This morning I’ve received the following twit by @gregsramblings “The Marriott TV system is having issues. The attached screenshot made me laugh. 14yr old OS!”
The screenshot was showing the Windows 98 logo with a message that it’s shutting down.
It does look funny that a major hotel chain is using a 15-year old OS to support their TV broadcasting. But give it a second thought – is there a compelling reason to upgrade the Windows OS? For Marriott, this would translate into a multi-million project with questionable outcome?
Most likely, their guests would not even notice the change. I can only guess that the CIO of Marriott was not able (or haven’t even tried) to sell the OS upgrade to his higher ups.
Is the “Ain’t Broke Don’t Fix” policy always a smart strategy? It depends on how often Windows 98 gives troubles to Marriott’s TV system. Most likely, Microsoft charges premium to support outdated Window 98 software. But is there a need to support it?
I’m receiving offers to upgrade the software on my MacBook daily. Unless it’s a fix for a security hole, I just ignore it. Apple has released their Mac OS X Lion 18 months ago. I have not upgraded my OS as of yet and lived happily thereafter. Modern software requires more powerful hardware. I guess, Apple was not able to sell me the need for the upgrade from Snow Leopard to Lion.
Half of the enterprises are still using Internet Explorer 6. Attend any HTML5 presentation at any conference. The speaker will never forget to mention that certain features are supported by every Web browser except IE 6. The audience laughs. But people who run IT operations in any decent size enterprise seems to have bad sense of humor. They often can’t fund money for doing an enterprise-wide upgrade of Web browsers. Besides, creators of JavaScript frameworks advertise support of their features on any browser including IE6. Why bother?

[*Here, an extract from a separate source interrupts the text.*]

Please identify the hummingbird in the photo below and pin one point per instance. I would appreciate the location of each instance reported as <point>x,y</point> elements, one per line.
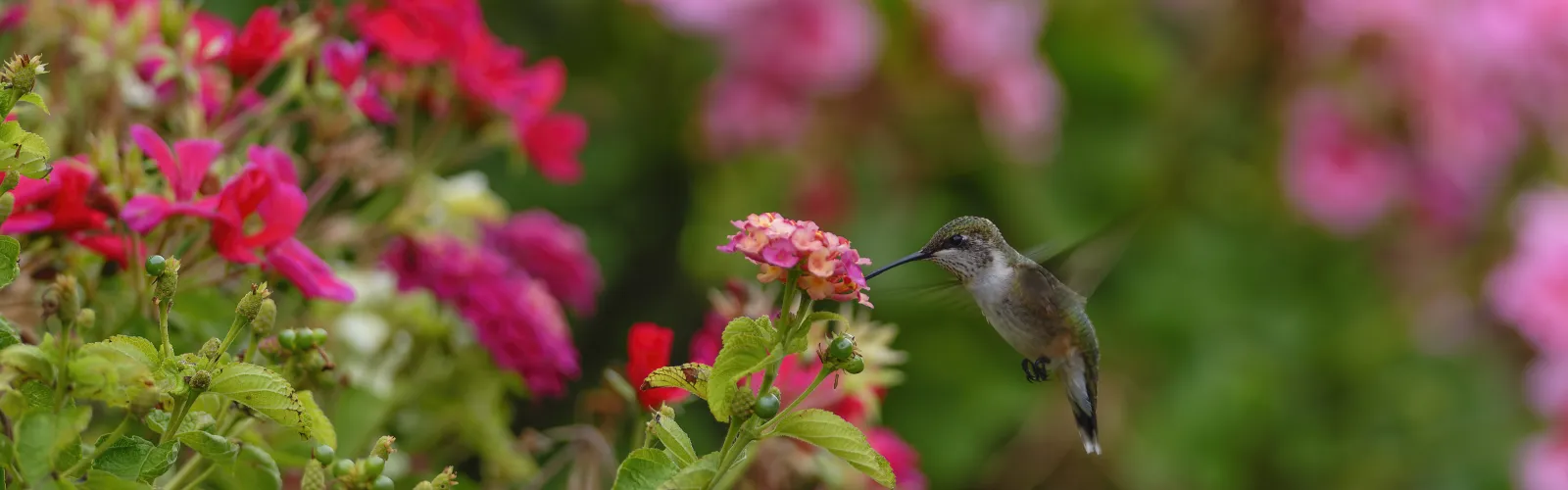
<point>1034,312</point>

When you live in a house, the kitchen or bathroom upgrades increase the reselling value of the house. But replacing carpet with hardwood floors or digging a pool in the backyard does not increase the value of the house (at least in the USA).

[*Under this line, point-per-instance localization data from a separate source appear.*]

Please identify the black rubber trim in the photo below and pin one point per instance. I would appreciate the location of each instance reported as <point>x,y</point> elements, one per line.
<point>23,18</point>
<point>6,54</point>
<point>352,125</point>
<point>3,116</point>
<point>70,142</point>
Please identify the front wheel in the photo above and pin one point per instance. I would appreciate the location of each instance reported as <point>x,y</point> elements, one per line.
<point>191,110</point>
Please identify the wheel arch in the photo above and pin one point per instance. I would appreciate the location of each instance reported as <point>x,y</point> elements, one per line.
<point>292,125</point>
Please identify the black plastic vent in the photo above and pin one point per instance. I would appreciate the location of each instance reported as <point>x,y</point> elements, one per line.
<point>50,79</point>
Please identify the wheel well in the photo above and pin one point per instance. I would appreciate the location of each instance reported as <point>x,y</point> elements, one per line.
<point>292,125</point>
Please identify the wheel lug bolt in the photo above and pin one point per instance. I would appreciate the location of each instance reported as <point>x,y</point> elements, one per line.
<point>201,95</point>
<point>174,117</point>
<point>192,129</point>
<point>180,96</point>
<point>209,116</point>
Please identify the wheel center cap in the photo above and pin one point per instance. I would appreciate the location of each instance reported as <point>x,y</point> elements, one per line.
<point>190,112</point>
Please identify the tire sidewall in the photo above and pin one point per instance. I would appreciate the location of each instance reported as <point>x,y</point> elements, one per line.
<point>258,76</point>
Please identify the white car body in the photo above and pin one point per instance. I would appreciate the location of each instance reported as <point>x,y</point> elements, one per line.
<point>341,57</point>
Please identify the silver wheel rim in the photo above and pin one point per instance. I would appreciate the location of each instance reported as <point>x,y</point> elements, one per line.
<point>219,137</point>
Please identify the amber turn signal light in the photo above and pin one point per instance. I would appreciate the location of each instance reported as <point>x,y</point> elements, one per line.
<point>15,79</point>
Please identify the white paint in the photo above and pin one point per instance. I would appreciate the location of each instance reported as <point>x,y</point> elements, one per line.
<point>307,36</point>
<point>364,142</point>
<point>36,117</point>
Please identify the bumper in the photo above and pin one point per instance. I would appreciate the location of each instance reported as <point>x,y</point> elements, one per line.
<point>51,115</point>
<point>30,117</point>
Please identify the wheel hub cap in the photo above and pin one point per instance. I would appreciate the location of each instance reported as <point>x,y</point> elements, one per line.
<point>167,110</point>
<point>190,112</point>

So should Marriott upgrade their Windows 98 to Windows 7? I’m not so sure. Unless the upgrade will offer some new TV services to their guests, I wouldn’t bother.

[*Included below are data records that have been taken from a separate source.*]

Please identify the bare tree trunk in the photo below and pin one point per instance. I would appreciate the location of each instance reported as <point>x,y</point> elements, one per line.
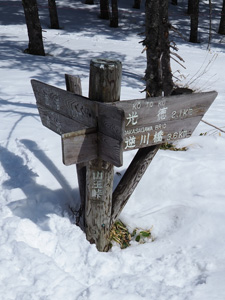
<point>222,20</point>
<point>34,29</point>
<point>194,21</point>
<point>54,21</point>
<point>137,4</point>
<point>158,79</point>
<point>174,2</point>
<point>104,9</point>
<point>114,21</point>
<point>91,2</point>
<point>158,72</point>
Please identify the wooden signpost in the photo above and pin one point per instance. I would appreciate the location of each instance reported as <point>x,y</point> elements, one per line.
<point>95,132</point>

Good post and I agree with all the points but don’t enterprises think that there are always limits to what extends they can stretch these? I mean eventually, at some point, maybe even soon it’s going to collapse on them. There definitely would come a moment when they’d need to either upgrade or build everything from scratch, and I’m not sure if it would be cheaper to do everything from ground up rather than slowly keep things at least somehow up to date now.
Just my 2 cents…
Just FYI: What you run into is for sure one of the channels from the many channles being displayed/listed, connected to a Windows 98 pc/laptop that was probably displaying powerpoint or something of that nature. I would not comment about technology without knwoing how the TV system works. If Windows 98 or even Windows 7 was running the TV system and it froze like that, you would have seen a blank screen. What you saw was a result of one of the channles set to broadcast a screen of a laptop/pc which in this case sounds like a machine running windows 98 OS.